Both are awful in modern C++. |
I thought I'd elaborate on Salem C's point. The problems are (1) passing a raw pointer as a parameter is prone to bugs and (2) returning a raw pointer is prone to even more bugs.
When you pass a pointer as a parameter, there's always the possibility that someone will pass NULL, which will probably crash the program. You can avoid the bug by making the parameter a reference or const reference instead. It's much harder to create a "null reference" and if the caller does, then it's their fault, not yours.
The bigger problem is returning a raw pointer from a function. The calling code needs to know if the function can return NULL. More importantly, the caller needs to know how long the pointer is valid. The answer might be:
- Until the next call to the function, such as when returning a pointer to a static
- Until the caller deletes it, such as when returning an object that was newly created on the heap
- Until the same thread calls the function again.
- Probably others.
Usually, programmers fail to document the answer and the caller is left guessing, which leads to bugs.
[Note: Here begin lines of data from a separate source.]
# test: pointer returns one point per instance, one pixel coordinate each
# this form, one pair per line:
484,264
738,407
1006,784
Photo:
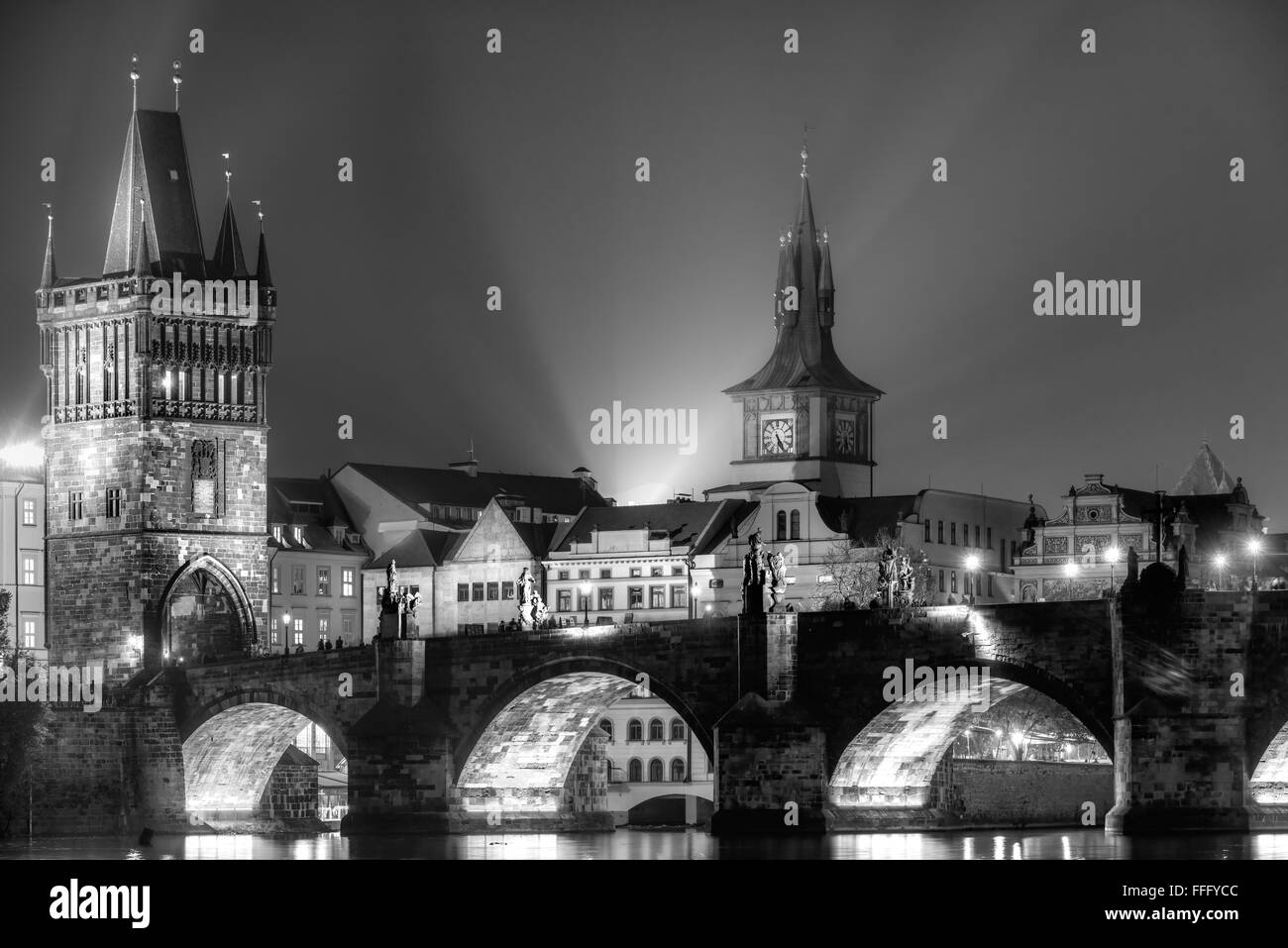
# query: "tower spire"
50,272
134,81
262,274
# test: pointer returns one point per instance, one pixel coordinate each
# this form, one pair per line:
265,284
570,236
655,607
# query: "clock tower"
804,416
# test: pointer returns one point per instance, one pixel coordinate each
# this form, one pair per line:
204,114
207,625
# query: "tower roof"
155,165
230,261
1206,474
804,356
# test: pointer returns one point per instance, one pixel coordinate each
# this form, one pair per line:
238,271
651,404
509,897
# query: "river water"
670,844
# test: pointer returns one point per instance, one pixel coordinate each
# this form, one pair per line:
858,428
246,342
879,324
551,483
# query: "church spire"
50,272
230,261
262,274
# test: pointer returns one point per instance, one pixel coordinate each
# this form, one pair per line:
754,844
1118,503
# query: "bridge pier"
1180,736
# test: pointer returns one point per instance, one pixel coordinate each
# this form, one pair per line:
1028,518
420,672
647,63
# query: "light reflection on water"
679,844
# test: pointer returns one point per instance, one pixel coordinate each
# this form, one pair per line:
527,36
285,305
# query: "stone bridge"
458,733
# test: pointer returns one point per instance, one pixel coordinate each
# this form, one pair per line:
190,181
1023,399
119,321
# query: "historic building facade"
316,559
22,554
156,443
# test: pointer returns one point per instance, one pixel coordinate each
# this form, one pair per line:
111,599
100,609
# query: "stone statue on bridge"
754,569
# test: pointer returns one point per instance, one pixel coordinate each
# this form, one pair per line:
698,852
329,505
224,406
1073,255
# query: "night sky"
518,170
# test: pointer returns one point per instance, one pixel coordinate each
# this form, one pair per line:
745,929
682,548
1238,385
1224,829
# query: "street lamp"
1112,556
1254,548
971,567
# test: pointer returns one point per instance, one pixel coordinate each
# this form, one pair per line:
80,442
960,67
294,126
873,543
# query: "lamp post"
1219,562
1254,548
971,571
1112,556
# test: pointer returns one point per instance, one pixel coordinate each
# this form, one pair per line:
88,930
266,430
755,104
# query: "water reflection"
692,844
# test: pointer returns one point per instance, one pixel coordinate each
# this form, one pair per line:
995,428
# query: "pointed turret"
230,261
50,272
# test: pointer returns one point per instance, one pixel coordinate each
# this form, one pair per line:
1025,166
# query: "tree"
848,576
22,730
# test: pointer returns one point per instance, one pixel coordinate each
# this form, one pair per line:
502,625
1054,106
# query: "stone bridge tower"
156,430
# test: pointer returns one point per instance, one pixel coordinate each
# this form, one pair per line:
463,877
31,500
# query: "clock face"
778,437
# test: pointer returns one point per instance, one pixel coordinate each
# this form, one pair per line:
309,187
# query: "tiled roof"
420,485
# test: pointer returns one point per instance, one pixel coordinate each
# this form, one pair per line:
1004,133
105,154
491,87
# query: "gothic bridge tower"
156,433
805,416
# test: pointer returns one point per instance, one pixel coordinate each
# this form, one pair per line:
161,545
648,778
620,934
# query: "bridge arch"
204,610
531,749
232,745
894,756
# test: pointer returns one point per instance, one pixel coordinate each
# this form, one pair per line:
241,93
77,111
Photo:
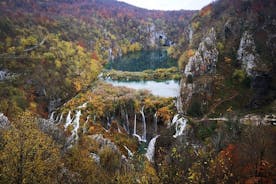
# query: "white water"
168,88
180,125
52,116
127,123
151,149
68,120
76,124
155,123
129,152
83,105
134,128
84,128
144,135
61,118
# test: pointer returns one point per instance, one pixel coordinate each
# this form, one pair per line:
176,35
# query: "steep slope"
228,59
56,48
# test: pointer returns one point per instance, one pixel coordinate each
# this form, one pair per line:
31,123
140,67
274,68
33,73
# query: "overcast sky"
169,4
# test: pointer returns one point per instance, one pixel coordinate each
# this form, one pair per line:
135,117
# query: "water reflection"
142,60
168,88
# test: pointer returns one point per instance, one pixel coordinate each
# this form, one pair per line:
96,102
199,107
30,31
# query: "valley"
100,91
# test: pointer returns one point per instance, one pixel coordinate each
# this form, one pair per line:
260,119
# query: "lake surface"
144,60
163,89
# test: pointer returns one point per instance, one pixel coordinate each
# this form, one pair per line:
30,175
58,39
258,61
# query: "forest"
61,122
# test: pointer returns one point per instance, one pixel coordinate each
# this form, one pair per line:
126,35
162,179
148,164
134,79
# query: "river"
144,60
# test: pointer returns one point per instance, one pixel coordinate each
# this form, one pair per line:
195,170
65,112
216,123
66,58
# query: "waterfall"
144,135
83,105
84,128
175,118
68,120
134,132
127,122
180,125
155,123
76,124
179,104
60,118
129,152
134,128
151,149
52,116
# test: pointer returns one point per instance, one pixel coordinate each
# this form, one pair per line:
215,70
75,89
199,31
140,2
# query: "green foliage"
158,74
239,75
195,109
28,156
110,160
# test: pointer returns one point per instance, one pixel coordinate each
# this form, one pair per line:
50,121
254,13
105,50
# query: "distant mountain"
34,32
228,56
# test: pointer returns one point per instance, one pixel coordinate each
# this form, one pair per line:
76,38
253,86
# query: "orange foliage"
206,11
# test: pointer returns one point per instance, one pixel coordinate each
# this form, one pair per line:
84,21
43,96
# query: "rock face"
247,54
205,59
199,71
49,127
4,121
253,119
104,142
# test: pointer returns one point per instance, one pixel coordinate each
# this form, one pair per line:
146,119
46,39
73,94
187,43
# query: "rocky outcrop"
49,127
249,58
103,142
53,104
247,54
205,59
253,119
4,121
199,71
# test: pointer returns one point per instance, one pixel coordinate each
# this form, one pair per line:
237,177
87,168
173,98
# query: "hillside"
60,122
73,39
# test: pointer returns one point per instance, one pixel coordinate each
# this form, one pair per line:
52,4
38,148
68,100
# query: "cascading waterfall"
76,124
134,128
134,132
151,149
180,125
129,152
155,123
127,122
144,135
84,128
60,118
68,120
83,105
52,118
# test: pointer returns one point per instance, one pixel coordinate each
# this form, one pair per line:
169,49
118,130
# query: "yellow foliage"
227,60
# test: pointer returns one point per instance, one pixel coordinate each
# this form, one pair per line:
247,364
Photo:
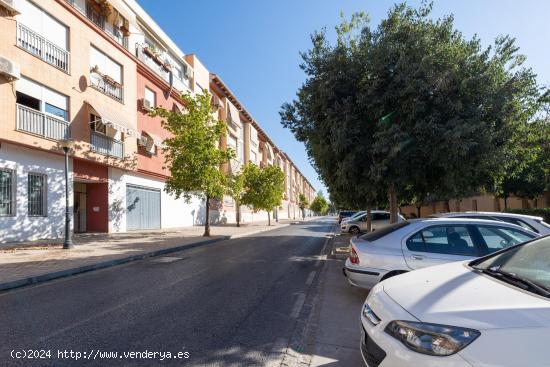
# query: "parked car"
345,214
493,311
354,216
358,224
416,244
532,223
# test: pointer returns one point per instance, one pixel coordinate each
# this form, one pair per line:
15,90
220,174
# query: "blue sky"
254,45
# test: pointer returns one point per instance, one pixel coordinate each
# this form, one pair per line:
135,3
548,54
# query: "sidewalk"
337,331
24,265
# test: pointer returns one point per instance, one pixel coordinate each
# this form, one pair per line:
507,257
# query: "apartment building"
90,71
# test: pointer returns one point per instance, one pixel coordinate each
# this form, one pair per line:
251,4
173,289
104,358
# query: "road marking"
310,278
277,354
298,305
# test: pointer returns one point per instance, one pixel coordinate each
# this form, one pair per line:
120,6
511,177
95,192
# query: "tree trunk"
207,220
238,213
369,218
393,204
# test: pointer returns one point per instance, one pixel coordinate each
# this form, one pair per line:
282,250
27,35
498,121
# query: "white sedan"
489,312
417,244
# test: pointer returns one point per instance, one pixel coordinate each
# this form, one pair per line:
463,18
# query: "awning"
114,120
159,142
234,114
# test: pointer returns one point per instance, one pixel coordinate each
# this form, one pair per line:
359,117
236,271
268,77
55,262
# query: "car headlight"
431,339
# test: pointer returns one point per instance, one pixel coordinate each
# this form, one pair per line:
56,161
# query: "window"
44,24
496,238
36,193
7,192
151,97
450,240
105,74
41,98
380,216
232,142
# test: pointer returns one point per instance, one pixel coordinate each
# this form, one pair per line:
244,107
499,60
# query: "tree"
263,188
193,154
409,107
319,205
525,171
235,188
302,204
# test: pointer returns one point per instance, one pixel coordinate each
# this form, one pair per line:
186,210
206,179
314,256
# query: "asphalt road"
224,304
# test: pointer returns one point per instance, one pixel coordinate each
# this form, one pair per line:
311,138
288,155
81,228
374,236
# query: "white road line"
298,305
277,354
310,278
322,255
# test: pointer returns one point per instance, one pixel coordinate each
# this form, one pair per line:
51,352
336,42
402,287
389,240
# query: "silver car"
532,223
358,224
415,244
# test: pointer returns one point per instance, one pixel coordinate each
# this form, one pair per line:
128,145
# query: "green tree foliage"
235,189
193,154
263,188
302,204
319,205
410,108
525,172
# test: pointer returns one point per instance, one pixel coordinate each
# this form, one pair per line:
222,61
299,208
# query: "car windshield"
357,215
530,262
376,235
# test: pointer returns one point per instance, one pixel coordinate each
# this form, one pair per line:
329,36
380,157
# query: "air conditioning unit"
11,5
146,105
9,68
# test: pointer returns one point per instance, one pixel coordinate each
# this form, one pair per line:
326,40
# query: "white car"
358,214
358,223
532,223
493,311
417,244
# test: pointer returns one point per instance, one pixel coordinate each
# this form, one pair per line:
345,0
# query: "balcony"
181,85
106,85
105,145
37,45
38,123
99,20
154,63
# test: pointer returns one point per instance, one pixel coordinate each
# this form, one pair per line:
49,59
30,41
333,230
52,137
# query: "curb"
241,235
110,263
102,265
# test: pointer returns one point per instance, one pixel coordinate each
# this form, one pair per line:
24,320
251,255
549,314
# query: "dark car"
345,214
You can avoid the problem completely by returning an instance of the object itself. That way the caller can store the result wherever they want for however long they want.
Salem C combined both points when he suggested this:
MyTime computeTimeDifference(const MyTime &t1, const MyTime t2)
This avoids both problems. The parameters are const references so it's very hard to pass in a null object, and the return value is an instance of the class, so you don't have to worry about how long it's valid.